Total of 165.2 miles on 35.9 kWh used for average miles per kWh of 4.6 miles per kWh. I had about a half hour left in my 24 hours, so I didn't waste too much time.

Now, so theory and math :) Figure that 80% charge is 11 kWh of power, and you start with a full battery... do you actually get more miles in 24 hours by driving more efficiently? Figure identical first leg to what I had in reality, and assume I could have duplicated the route without causing road rage during the other two runs, and that average charging time to get to 80% is 10 hours. First run takes 2.5 hours, and gets me 78.7 EV miles. After 10 hours of charging I make a 62 mile run at 35 mph driving speed, average speed of 32 mph, so about 2 hours. This leaves 9.5 hours left of your 24 hours, charge for another 8 hours (about 64%) and you can drive for 1.6 hours... but your only have 1.5 hours left in your 24 hours, so assume you lost a few min along the way... call it 48 miles.
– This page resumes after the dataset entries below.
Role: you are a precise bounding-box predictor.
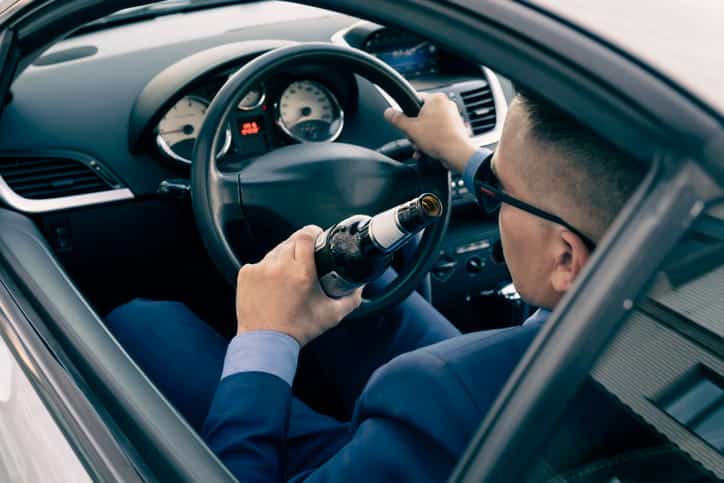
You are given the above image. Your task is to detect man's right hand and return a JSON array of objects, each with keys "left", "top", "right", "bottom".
[
  {"left": 235, "top": 226, "right": 363, "bottom": 347},
  {"left": 384, "top": 92, "right": 478, "bottom": 174}
]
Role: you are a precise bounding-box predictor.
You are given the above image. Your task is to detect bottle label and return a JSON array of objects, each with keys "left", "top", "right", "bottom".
[
  {"left": 368, "top": 207, "right": 405, "bottom": 251},
  {"left": 319, "top": 270, "right": 361, "bottom": 299}
]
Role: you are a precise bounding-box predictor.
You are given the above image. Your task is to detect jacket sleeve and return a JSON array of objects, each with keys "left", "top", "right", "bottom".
[
  {"left": 289, "top": 325, "right": 542, "bottom": 483},
  {"left": 202, "top": 352, "right": 469, "bottom": 483},
  {"left": 288, "top": 350, "right": 485, "bottom": 483},
  {"left": 202, "top": 371, "right": 293, "bottom": 483},
  {"left": 203, "top": 325, "right": 540, "bottom": 483}
]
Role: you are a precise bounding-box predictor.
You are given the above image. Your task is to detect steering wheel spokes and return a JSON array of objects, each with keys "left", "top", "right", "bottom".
[
  {"left": 206, "top": 168, "right": 243, "bottom": 222},
  {"left": 192, "top": 43, "right": 450, "bottom": 319}
]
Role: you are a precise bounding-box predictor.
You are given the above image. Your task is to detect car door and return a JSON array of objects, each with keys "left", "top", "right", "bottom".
[
  {"left": 0, "top": 262, "right": 140, "bottom": 481},
  {"left": 454, "top": 199, "right": 724, "bottom": 483},
  {"left": 0, "top": 329, "right": 90, "bottom": 482}
]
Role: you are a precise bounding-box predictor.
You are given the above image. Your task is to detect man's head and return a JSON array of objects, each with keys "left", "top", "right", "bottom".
[
  {"left": 383, "top": 89, "right": 647, "bottom": 310},
  {"left": 492, "top": 90, "right": 646, "bottom": 309}
]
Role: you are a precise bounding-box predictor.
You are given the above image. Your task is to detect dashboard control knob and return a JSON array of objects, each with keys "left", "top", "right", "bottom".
[
  {"left": 432, "top": 254, "right": 457, "bottom": 281},
  {"left": 465, "top": 256, "right": 484, "bottom": 274}
]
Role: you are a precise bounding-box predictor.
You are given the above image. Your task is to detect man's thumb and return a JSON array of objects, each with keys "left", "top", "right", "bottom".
[{"left": 384, "top": 108, "right": 414, "bottom": 133}]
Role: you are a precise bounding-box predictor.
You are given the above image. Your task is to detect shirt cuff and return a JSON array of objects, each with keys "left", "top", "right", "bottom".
[
  {"left": 462, "top": 147, "right": 493, "bottom": 193},
  {"left": 221, "top": 331, "right": 301, "bottom": 386}
]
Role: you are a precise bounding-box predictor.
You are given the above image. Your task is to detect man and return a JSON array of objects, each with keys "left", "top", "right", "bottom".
[{"left": 107, "top": 90, "right": 645, "bottom": 481}]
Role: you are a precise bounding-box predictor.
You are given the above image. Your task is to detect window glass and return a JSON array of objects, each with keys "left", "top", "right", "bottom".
[{"left": 0, "top": 333, "right": 92, "bottom": 482}]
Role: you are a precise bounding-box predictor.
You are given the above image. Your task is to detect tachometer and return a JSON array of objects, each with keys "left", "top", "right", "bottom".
[
  {"left": 277, "top": 80, "right": 344, "bottom": 143},
  {"left": 156, "top": 96, "right": 231, "bottom": 165}
]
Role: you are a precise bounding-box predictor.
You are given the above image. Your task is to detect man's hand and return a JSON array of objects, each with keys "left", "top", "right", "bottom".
[
  {"left": 384, "top": 92, "right": 478, "bottom": 174},
  {"left": 235, "top": 225, "right": 363, "bottom": 347}
]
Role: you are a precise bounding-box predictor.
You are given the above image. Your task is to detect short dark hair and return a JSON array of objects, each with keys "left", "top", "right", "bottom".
[{"left": 513, "top": 89, "right": 647, "bottom": 240}]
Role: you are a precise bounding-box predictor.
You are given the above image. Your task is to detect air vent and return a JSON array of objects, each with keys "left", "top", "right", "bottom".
[
  {"left": 0, "top": 157, "right": 113, "bottom": 199},
  {"left": 461, "top": 85, "right": 497, "bottom": 136}
]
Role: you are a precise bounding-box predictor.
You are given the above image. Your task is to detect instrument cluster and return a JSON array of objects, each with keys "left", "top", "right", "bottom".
[{"left": 155, "top": 73, "right": 348, "bottom": 166}]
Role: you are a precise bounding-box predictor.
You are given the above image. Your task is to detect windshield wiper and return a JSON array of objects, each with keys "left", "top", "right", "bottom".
[{"left": 73, "top": 0, "right": 253, "bottom": 36}]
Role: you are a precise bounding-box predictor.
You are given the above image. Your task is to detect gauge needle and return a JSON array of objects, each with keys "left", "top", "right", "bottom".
[
  {"left": 159, "top": 124, "right": 195, "bottom": 136},
  {"left": 407, "top": 41, "right": 427, "bottom": 54},
  {"left": 291, "top": 106, "right": 313, "bottom": 125}
]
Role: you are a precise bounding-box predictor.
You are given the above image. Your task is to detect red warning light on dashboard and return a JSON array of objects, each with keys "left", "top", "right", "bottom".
[{"left": 240, "top": 120, "right": 262, "bottom": 136}]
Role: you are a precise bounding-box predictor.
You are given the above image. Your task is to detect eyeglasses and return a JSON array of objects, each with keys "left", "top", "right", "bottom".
[{"left": 474, "top": 151, "right": 597, "bottom": 251}]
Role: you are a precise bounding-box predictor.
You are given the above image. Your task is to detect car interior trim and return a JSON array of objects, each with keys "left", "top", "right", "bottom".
[
  {"left": 155, "top": 124, "right": 232, "bottom": 166},
  {"left": 592, "top": 310, "right": 724, "bottom": 478},
  {"left": 0, "top": 177, "right": 133, "bottom": 214},
  {"left": 237, "top": 85, "right": 266, "bottom": 111}
]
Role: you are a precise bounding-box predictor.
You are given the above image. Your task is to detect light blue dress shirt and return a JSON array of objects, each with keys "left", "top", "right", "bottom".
[
  {"left": 222, "top": 331, "right": 300, "bottom": 385},
  {"left": 221, "top": 148, "right": 534, "bottom": 386}
]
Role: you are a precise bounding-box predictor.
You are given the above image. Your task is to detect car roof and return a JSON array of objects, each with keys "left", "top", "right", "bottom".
[{"left": 528, "top": 0, "right": 724, "bottom": 119}]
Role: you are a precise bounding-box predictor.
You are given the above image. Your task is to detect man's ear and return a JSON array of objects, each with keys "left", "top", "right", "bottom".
[{"left": 549, "top": 230, "right": 590, "bottom": 294}]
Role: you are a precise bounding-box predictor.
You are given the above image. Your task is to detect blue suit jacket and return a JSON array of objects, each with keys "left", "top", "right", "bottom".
[{"left": 201, "top": 320, "right": 543, "bottom": 482}]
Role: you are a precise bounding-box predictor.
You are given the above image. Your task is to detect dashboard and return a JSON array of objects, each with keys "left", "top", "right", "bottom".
[
  {"left": 0, "top": 2, "right": 516, "bottom": 328},
  {"left": 137, "top": 23, "right": 507, "bottom": 175},
  {"left": 153, "top": 66, "right": 356, "bottom": 165},
  {"left": 0, "top": 2, "right": 513, "bottom": 201}
]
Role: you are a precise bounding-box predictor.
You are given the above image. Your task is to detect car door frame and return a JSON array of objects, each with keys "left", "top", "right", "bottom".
[{"left": 0, "top": 257, "right": 141, "bottom": 481}]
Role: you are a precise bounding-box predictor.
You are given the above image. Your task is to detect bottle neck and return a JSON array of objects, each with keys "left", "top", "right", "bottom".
[
  {"left": 397, "top": 197, "right": 437, "bottom": 232},
  {"left": 366, "top": 207, "right": 412, "bottom": 253},
  {"left": 367, "top": 195, "right": 440, "bottom": 253}
]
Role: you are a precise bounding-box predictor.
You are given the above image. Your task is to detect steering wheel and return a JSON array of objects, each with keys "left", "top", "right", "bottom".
[{"left": 191, "top": 43, "right": 451, "bottom": 320}]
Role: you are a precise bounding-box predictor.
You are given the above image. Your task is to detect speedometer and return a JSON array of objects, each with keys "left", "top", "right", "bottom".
[
  {"left": 156, "top": 96, "right": 231, "bottom": 165},
  {"left": 277, "top": 80, "right": 344, "bottom": 143}
]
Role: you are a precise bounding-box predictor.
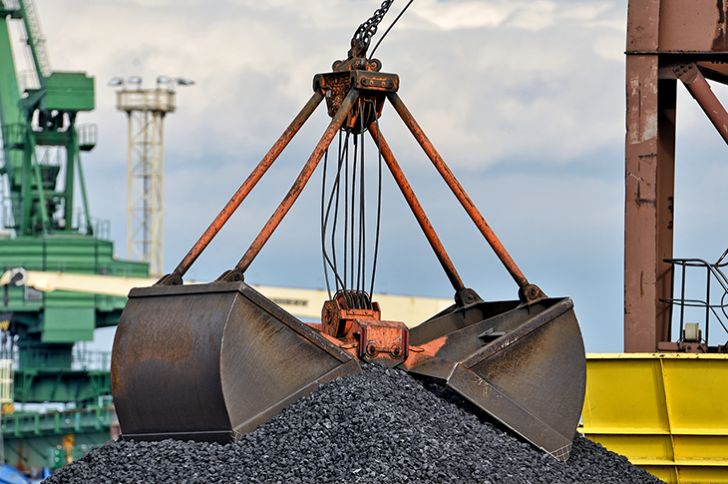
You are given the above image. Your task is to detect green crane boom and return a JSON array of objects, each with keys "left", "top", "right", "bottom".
[
  {"left": 0, "top": 0, "right": 94, "bottom": 237},
  {"left": 0, "top": 0, "right": 148, "bottom": 408}
]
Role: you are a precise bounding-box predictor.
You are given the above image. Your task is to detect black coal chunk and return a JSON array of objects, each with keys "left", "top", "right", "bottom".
[{"left": 43, "top": 364, "right": 666, "bottom": 484}]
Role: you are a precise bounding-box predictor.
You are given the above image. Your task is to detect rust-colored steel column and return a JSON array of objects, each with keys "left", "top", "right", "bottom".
[
  {"left": 675, "top": 62, "right": 728, "bottom": 146},
  {"left": 159, "top": 91, "right": 325, "bottom": 285},
  {"left": 368, "top": 122, "right": 466, "bottom": 293},
  {"left": 387, "top": 93, "right": 538, "bottom": 299},
  {"left": 624, "top": 0, "right": 677, "bottom": 352},
  {"left": 233, "top": 88, "right": 360, "bottom": 275}
]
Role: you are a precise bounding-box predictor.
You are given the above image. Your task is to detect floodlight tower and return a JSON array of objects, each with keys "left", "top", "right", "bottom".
[{"left": 110, "top": 76, "right": 193, "bottom": 277}]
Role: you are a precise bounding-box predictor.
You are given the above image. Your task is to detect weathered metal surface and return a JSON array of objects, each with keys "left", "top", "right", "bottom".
[
  {"left": 626, "top": 0, "right": 659, "bottom": 53},
  {"left": 321, "top": 291, "right": 409, "bottom": 367},
  {"left": 387, "top": 93, "right": 544, "bottom": 304},
  {"left": 111, "top": 281, "right": 361, "bottom": 442},
  {"left": 157, "top": 91, "right": 325, "bottom": 286},
  {"left": 313, "top": 61, "right": 397, "bottom": 133},
  {"left": 625, "top": 2, "right": 728, "bottom": 353},
  {"left": 403, "top": 298, "right": 585, "bottom": 461},
  {"left": 368, "top": 122, "right": 465, "bottom": 293},
  {"left": 658, "top": 0, "right": 728, "bottom": 52},
  {"left": 627, "top": 0, "right": 728, "bottom": 54},
  {"left": 624, "top": 55, "right": 676, "bottom": 352},
  {"left": 357, "top": 318, "right": 409, "bottom": 367}
]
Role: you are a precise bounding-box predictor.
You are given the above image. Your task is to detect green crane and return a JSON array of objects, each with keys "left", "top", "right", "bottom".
[
  {"left": 0, "top": 0, "right": 94, "bottom": 237},
  {"left": 0, "top": 0, "right": 147, "bottom": 406},
  {"left": 0, "top": 0, "right": 150, "bottom": 471}
]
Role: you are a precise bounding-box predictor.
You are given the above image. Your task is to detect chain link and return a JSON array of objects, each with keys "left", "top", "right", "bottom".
[{"left": 350, "top": 0, "right": 394, "bottom": 58}]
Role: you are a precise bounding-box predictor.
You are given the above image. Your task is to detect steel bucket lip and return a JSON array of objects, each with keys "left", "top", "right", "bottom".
[
  {"left": 461, "top": 297, "right": 577, "bottom": 365},
  {"left": 128, "top": 280, "right": 246, "bottom": 298},
  {"left": 123, "top": 279, "right": 359, "bottom": 379}
]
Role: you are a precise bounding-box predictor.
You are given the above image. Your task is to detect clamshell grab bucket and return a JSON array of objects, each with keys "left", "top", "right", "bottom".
[
  {"left": 403, "top": 297, "right": 586, "bottom": 461},
  {"left": 111, "top": 281, "right": 361, "bottom": 443}
]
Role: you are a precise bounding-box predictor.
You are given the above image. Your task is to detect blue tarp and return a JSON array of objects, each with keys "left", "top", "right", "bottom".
[{"left": 0, "top": 464, "right": 30, "bottom": 484}]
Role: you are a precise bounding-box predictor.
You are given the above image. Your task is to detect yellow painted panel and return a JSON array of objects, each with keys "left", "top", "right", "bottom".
[
  {"left": 583, "top": 357, "right": 669, "bottom": 432},
  {"left": 662, "top": 359, "right": 728, "bottom": 432},
  {"left": 677, "top": 466, "right": 728, "bottom": 484},
  {"left": 637, "top": 466, "right": 677, "bottom": 484},
  {"left": 673, "top": 435, "right": 728, "bottom": 460},
  {"left": 583, "top": 354, "right": 728, "bottom": 484},
  {"left": 586, "top": 434, "right": 674, "bottom": 460}
]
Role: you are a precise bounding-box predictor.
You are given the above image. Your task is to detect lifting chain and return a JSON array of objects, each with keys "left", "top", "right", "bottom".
[{"left": 349, "top": 0, "right": 394, "bottom": 59}]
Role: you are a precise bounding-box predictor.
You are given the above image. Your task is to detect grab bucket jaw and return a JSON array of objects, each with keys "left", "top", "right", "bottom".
[
  {"left": 111, "top": 281, "right": 361, "bottom": 443},
  {"left": 402, "top": 297, "right": 586, "bottom": 461}
]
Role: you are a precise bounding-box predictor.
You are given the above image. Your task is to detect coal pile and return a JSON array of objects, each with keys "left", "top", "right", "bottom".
[{"left": 45, "top": 364, "right": 664, "bottom": 483}]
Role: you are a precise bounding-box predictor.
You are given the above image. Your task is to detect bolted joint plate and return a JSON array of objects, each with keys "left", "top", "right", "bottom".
[
  {"left": 313, "top": 70, "right": 399, "bottom": 133},
  {"left": 358, "top": 319, "right": 409, "bottom": 367}
]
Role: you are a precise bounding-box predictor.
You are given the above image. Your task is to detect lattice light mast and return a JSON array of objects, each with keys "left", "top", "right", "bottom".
[{"left": 110, "top": 76, "right": 193, "bottom": 277}]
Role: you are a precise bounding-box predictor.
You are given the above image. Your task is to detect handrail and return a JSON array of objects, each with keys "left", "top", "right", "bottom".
[{"left": 662, "top": 256, "right": 728, "bottom": 348}]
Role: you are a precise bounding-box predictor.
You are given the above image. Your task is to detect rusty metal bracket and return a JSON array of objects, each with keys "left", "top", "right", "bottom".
[
  {"left": 673, "top": 61, "right": 728, "bottom": 146},
  {"left": 321, "top": 290, "right": 408, "bottom": 367},
  {"left": 314, "top": 68, "right": 398, "bottom": 134}
]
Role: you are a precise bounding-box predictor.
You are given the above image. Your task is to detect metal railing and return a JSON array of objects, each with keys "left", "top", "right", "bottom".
[
  {"left": 19, "top": 0, "right": 51, "bottom": 79},
  {"left": 17, "top": 69, "right": 40, "bottom": 93},
  {"left": 116, "top": 89, "right": 176, "bottom": 113},
  {"left": 72, "top": 209, "right": 110, "bottom": 240},
  {"left": 662, "top": 249, "right": 728, "bottom": 348},
  {"left": 1, "top": 348, "right": 111, "bottom": 372},
  {"left": 71, "top": 348, "right": 112, "bottom": 371},
  {"left": 1, "top": 0, "right": 21, "bottom": 10},
  {"left": 76, "top": 124, "right": 97, "bottom": 148},
  {"left": 1, "top": 123, "right": 25, "bottom": 148}
]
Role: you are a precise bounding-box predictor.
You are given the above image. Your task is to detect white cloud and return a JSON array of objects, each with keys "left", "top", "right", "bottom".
[
  {"left": 413, "top": 0, "right": 516, "bottom": 30},
  {"left": 409, "top": 0, "right": 619, "bottom": 32}
]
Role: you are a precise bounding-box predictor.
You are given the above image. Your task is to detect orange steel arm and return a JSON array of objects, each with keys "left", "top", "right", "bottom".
[
  {"left": 368, "top": 122, "right": 465, "bottom": 294},
  {"left": 157, "top": 91, "right": 325, "bottom": 286},
  {"left": 227, "top": 88, "right": 362, "bottom": 280},
  {"left": 387, "top": 93, "right": 544, "bottom": 303},
  {"left": 675, "top": 62, "right": 728, "bottom": 146}
]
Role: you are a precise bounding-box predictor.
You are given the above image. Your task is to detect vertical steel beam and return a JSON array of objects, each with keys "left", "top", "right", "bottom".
[
  {"left": 624, "top": 56, "right": 676, "bottom": 352},
  {"left": 624, "top": 0, "right": 677, "bottom": 352}
]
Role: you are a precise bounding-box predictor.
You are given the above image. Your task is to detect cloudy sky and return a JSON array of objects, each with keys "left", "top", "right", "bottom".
[{"left": 6, "top": 0, "right": 728, "bottom": 353}]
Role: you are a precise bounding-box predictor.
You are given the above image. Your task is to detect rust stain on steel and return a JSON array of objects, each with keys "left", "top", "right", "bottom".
[
  {"left": 234, "top": 88, "right": 360, "bottom": 273},
  {"left": 626, "top": 0, "right": 659, "bottom": 52},
  {"left": 368, "top": 122, "right": 465, "bottom": 293},
  {"left": 387, "top": 93, "right": 531, "bottom": 294},
  {"left": 624, "top": 56, "right": 676, "bottom": 352},
  {"left": 164, "top": 91, "right": 325, "bottom": 282}
]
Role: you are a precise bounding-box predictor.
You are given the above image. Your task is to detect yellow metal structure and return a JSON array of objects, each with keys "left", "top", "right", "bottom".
[
  {"left": 0, "top": 270, "right": 453, "bottom": 328},
  {"left": 581, "top": 353, "right": 728, "bottom": 484}
]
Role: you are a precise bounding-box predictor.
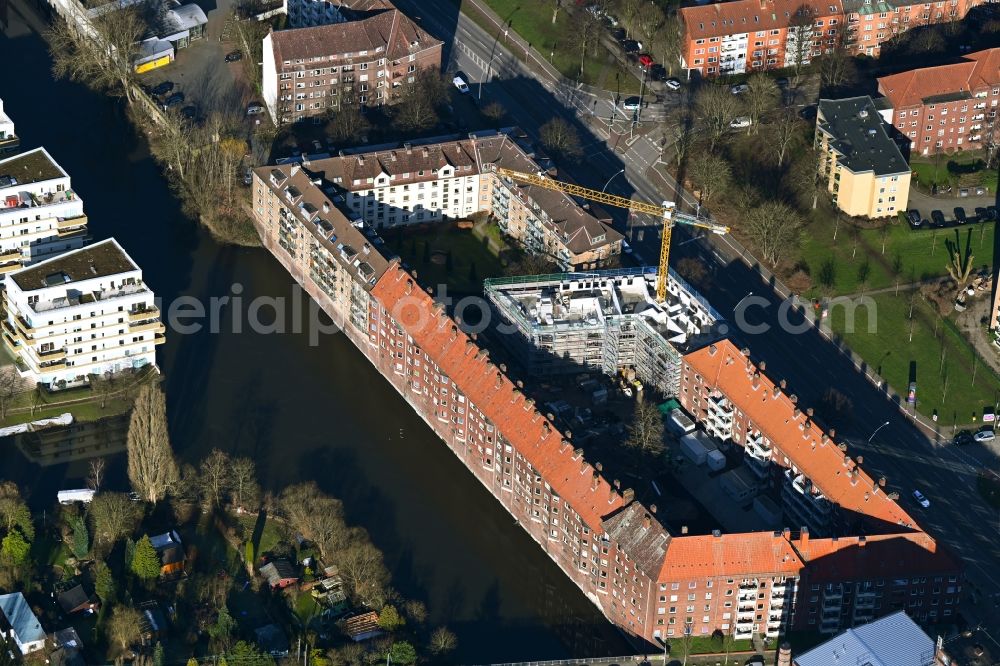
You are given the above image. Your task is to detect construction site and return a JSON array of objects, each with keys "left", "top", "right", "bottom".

So in theory someone willing to go that extra mile could get 188 miles on L1 charging. Now to see if the efficiency boost from driving slow makes a real difference we need to subtract a half hour of driving, since I finished my "real world" run at 23 hours and 30 min. At these speeds cutting half an hour shaves off 16 miles, so I would be down to 172 miles... still better than higher speed driving, but only by 7 miles.